I love driving. I recently relocated a truck from middle of South Island to the north island. 2x 12 hr days, and I felt safe as. Never saw any wrecks!! Mind you the roads are prolly a bit more quiet than Texas.

Russ
 
I'm fixin' (as we say in Texas) to make the long, ugly drive home from Houston to Dallas. I really hate that drive, and being a holiday weekend, the traffic is going to be terrible. I don't make that drive in the MINI. There are too many idiots and trucks -- and idiots in trucks. I'm in a RAM crew-cab 4X4 pickup, so I have a fighting chance at survival. It is a 250 mile drive, and I will see at least to wrecks along the roadway.

CD

Stay safe. I hate driving too and try to avoid it these days if possible. Talking of cars I drove up here to Saffron Walden at the weekend and found myself shivering on the way - turns out the car heater had stopped working. So my plans for today including taking the car to a garage up here to get it fixed.

Other plan: to cook a pheasant - probably pot roasted with root vegetables and herbs, juniper berries, garlic etc.
 
I went through a phase of genealogy searching - it becomes addictive and also exponentially more difficult with every generation you go back (the choice of male/female lines at each juncture... it can become quite mind boggling.
That's precisely why I have virtually no interest in it. Eventually, it's all going to lead to everyone related to everyone else, so in a way, I already know the answer. :)

It's just too broad a thing to tackle, and taking one branch all up through the men (which I guess makes some sort of sense, with the never-changing surname) just seems patently unfair in some way, but that's how it's always presented, father to grandfather to great-grandfather, etc.

I have a good idea about my dad's side (again, men only), as my granddad's brother paid for thorough genealogy study back in the 1970's (and kept it to himself!). An amateur did my mom's side, started with her mother, but immediately shifted to the men, so it goes my grandmother, her father, his father, etc.

The truth is, though...there are interesting little stories on either side, and that's fun, but I just can't see obsessing over ancestors, or somehow drawing a connection that because my great-great-great-grandfather played violin in the Richmond, VA community orchestra, that's somehow why I'm a musician today.

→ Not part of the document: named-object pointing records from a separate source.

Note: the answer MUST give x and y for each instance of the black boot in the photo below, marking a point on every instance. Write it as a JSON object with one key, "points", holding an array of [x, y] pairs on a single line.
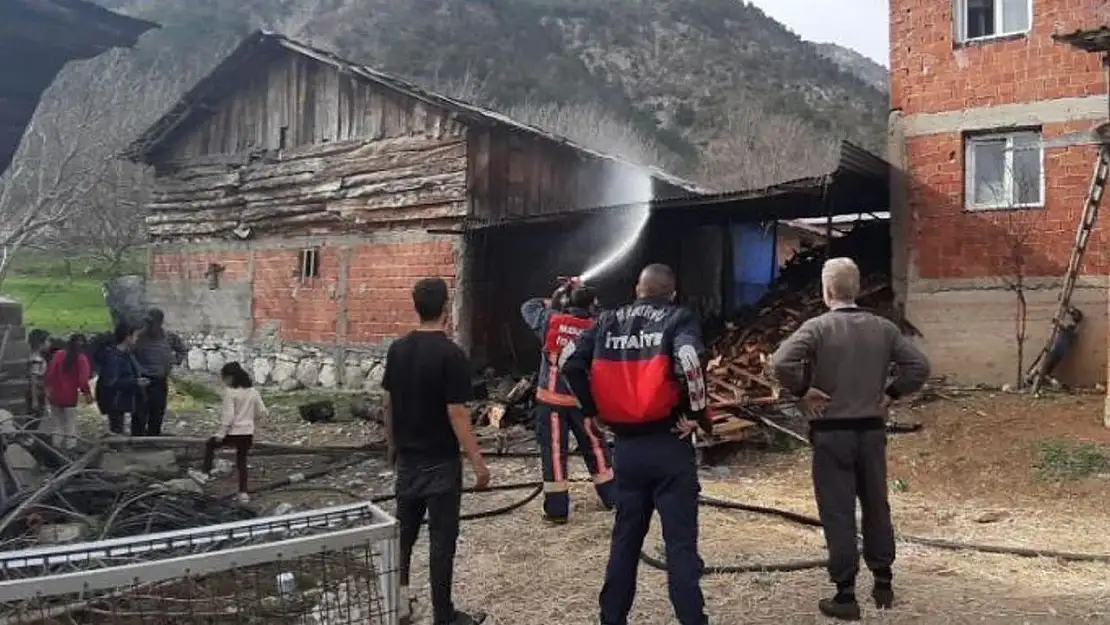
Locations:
{"points": [[463, 618], [843, 606], [883, 593]]}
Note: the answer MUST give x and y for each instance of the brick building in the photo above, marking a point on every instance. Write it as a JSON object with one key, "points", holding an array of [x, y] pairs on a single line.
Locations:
{"points": [[990, 123], [299, 197]]}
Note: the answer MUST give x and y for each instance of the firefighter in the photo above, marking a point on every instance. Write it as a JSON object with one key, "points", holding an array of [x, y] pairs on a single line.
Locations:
{"points": [[557, 322], [639, 368]]}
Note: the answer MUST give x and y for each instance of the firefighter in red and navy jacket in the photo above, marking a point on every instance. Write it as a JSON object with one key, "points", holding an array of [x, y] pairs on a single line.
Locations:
{"points": [[557, 323], [639, 371]]}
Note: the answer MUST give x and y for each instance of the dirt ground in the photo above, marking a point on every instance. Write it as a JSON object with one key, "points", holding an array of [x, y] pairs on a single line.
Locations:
{"points": [[994, 469]]}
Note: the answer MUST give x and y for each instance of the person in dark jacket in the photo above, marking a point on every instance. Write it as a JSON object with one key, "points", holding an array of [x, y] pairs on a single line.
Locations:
{"points": [[157, 352], [639, 371], [839, 363], [119, 384], [557, 411]]}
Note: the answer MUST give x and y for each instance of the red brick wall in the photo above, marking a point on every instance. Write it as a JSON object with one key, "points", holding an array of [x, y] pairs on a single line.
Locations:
{"points": [[305, 310], [950, 242], [380, 285], [380, 279], [929, 72]]}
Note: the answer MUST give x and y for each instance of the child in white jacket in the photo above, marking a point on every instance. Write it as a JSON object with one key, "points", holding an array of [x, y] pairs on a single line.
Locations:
{"points": [[242, 405]]}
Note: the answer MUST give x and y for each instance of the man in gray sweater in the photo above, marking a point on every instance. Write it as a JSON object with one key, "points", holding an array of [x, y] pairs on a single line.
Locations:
{"points": [[839, 364]]}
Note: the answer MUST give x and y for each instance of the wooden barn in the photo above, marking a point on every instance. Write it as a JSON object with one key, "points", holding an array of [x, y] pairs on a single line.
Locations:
{"points": [[300, 195]]}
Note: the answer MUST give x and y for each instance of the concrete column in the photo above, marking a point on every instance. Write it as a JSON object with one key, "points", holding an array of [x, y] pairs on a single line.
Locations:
{"points": [[342, 318]]}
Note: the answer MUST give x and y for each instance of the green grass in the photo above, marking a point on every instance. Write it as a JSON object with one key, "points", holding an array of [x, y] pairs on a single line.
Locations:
{"points": [[59, 305], [1066, 460]]}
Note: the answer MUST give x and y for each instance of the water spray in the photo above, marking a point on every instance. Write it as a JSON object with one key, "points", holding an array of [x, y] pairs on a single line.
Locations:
{"points": [[633, 188]]}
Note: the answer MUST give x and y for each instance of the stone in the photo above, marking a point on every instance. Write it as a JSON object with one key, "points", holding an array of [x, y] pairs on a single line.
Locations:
{"points": [[139, 461], [222, 467], [328, 376], [182, 485], [992, 516], [61, 533], [308, 372], [215, 361], [197, 360], [261, 369], [283, 371], [352, 374], [374, 377]]}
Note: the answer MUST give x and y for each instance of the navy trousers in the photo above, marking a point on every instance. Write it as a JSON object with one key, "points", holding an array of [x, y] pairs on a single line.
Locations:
{"points": [[553, 425], [655, 472]]}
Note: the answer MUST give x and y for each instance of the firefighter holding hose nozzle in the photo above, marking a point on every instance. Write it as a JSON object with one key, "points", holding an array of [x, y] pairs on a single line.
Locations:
{"points": [[557, 322], [639, 370]]}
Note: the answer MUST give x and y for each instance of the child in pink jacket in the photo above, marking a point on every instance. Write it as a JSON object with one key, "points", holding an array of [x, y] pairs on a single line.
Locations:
{"points": [[242, 405]]}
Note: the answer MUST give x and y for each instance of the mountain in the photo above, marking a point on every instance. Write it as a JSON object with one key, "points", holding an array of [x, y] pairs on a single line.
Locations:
{"points": [[714, 86], [857, 64]]}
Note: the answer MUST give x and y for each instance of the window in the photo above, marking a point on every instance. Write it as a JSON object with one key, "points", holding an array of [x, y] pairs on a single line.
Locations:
{"points": [[309, 263], [984, 19], [1005, 171]]}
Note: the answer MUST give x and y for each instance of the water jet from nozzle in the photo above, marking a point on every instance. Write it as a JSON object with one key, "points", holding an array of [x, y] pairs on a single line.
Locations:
{"points": [[633, 188]]}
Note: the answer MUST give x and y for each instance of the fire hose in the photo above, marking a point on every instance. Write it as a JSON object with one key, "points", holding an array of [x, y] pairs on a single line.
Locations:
{"points": [[295, 483]]}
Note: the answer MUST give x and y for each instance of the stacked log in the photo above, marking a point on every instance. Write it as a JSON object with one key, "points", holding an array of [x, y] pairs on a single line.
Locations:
{"points": [[742, 385]]}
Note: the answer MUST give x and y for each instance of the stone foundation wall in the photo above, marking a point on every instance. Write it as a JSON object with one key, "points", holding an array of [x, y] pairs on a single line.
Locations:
{"points": [[291, 366]]}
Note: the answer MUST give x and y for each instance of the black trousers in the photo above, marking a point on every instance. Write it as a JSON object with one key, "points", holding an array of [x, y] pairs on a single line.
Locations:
{"points": [[241, 443], [150, 412], [654, 473], [434, 487], [850, 464]]}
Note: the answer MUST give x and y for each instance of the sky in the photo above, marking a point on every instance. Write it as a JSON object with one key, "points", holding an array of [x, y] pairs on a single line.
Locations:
{"points": [[860, 24]]}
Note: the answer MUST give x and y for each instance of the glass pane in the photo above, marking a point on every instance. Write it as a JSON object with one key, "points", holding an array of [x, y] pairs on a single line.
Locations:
{"points": [[988, 161], [1027, 169], [1015, 16], [980, 18]]}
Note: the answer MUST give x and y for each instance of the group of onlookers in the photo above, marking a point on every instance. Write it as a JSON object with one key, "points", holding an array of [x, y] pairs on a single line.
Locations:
{"points": [[131, 369]]}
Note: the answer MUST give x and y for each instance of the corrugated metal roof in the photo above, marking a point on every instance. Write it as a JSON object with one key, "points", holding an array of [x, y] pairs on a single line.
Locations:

I actually get irritated with the Ancestry.com adverts here because they really play up that angle. The one that really gets me is the guy who thought he was German and found out he was Scottish (or the other way round). At the start, he says something like, "I'd always been told my family were German, and I belong to a German society, and my kids dance in a German dance group, and we always have bratwurst and sauerkraut," all spoken while he's in lederhosen.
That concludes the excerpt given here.